In 1988, the BC Court of Appeal determined that damages for a breach of a fixed term contract should be reduced by an employee’s mitigation earnings. In Neilson v. Vancouver Hockey Club Ltd. 1988 CanLII 3051 (BC CA), the Court held that mitigation earnings must be accounted for like in any ordinary wrongful dismissal case:
In my view, whether a contract of employment is for a fixed period or an indefinite time, the usual rules of mitigation apply and earnings from other sources after termination are taken into account unless the contract provides otherwise.
Neilson has remained the leading case in BC.
In 2016, however, the Ontario Court of Appeal addressed the same question as answered in Neilson, but reached the opposite conclusion. In Howard v. Benson Group Inc. (The Benson Group Inc.), 2016 ONCA 256, the Court held that mitigation earnings do not reduce the amount that an employer must pay for breach of a fixed term contract:
In the absence of an enforceable contractual provision stipulating a fixed term of notice, or any other provision to the contrary, a fixed term employment contract obligates an employer to pay an employee to the end of the term, and that obligation will not be subject to mitigation.
The Ontario Court of Appeal’s decision in Howard made no reference to the BC Court of Appeal’s decision in Neilson. But the contrasting decisions of the two appellate courts – directly at odds with each other – raised the question of whether the Neilson decision would be revisited in BC.
Mitigation deductions apply to fixed term contracts in BC
In Quach v. Mitrux Services Ltd., 2020 BCCA 25, the BC Court of Appeal reviewed the different lines of authority in BC and Ontario, and addressed the disparity. The Court confirmed that Neilson continues to prevail in BC:
[I]n British Columbia, on the authority of Neilson, the fixed‑term nature of a contract does not entitle the employee to damages in the full amount of unpaid wages for the balance of the term without deduction of monies earned elsewhere during the term
The result of Neilson, Howard, and now Quach, is that the lines of authority in BC and Ontario cannot be reconciled. Until the Supreme Court of Canada weighs in, it is likely that the law will remain at odds in the two provinces.

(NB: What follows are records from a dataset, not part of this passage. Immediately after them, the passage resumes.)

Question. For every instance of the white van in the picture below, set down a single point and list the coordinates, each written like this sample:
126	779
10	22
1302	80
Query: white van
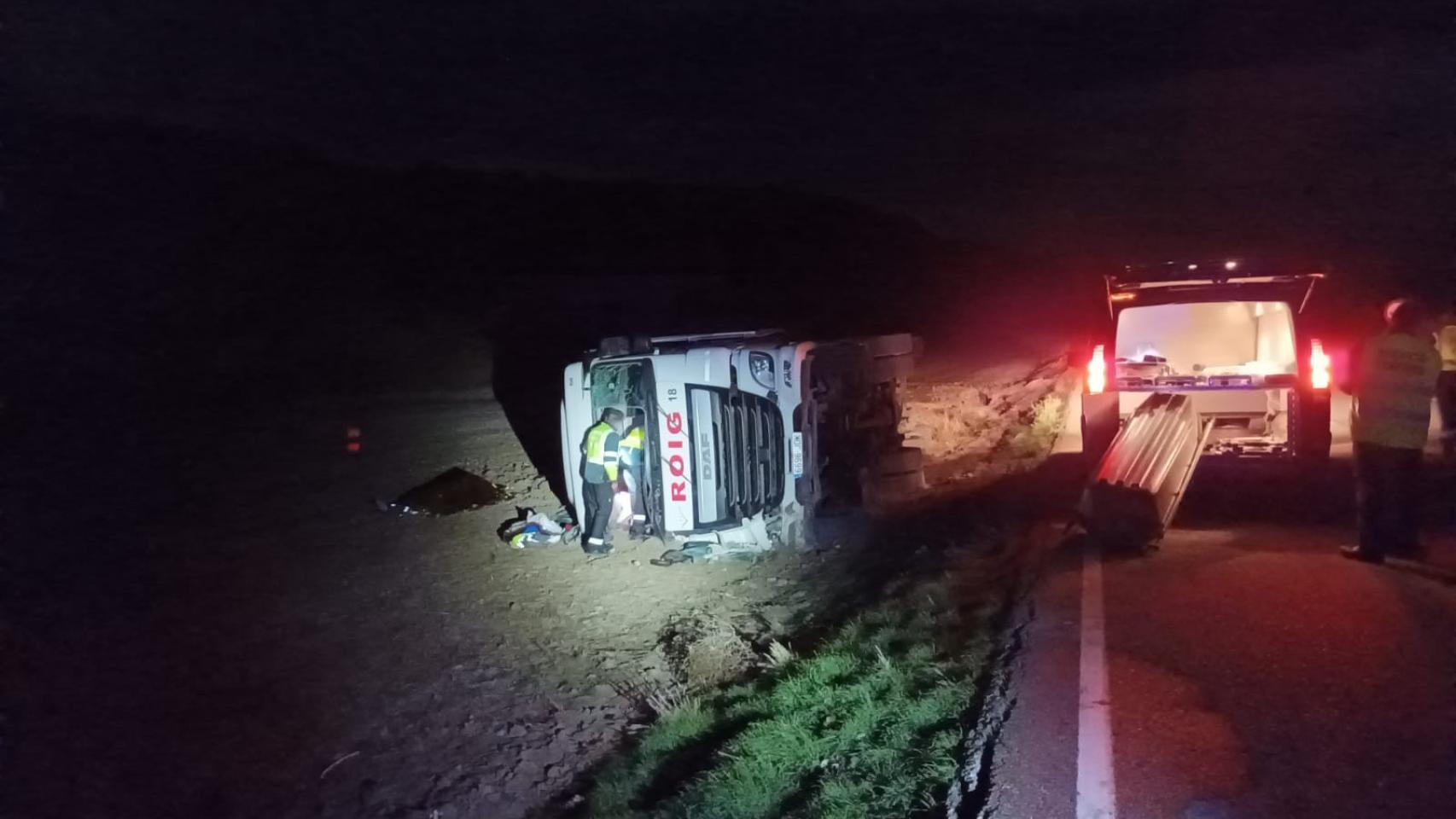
1229	336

Even though mitigation deductions will usually apply to damages for breach of a fixed term contract, the Court in Quach also held that this general rule may be displaced by a contractual term to the contrary. Such was the case in Mitrux, where the parties had agreed that the employer would pay the full balance of the remaining term in the event of early termination. As a result, the usual rule was displaced, and the dismissed employee was entitled to compensation for the full balance of the term without any mitigation deductions.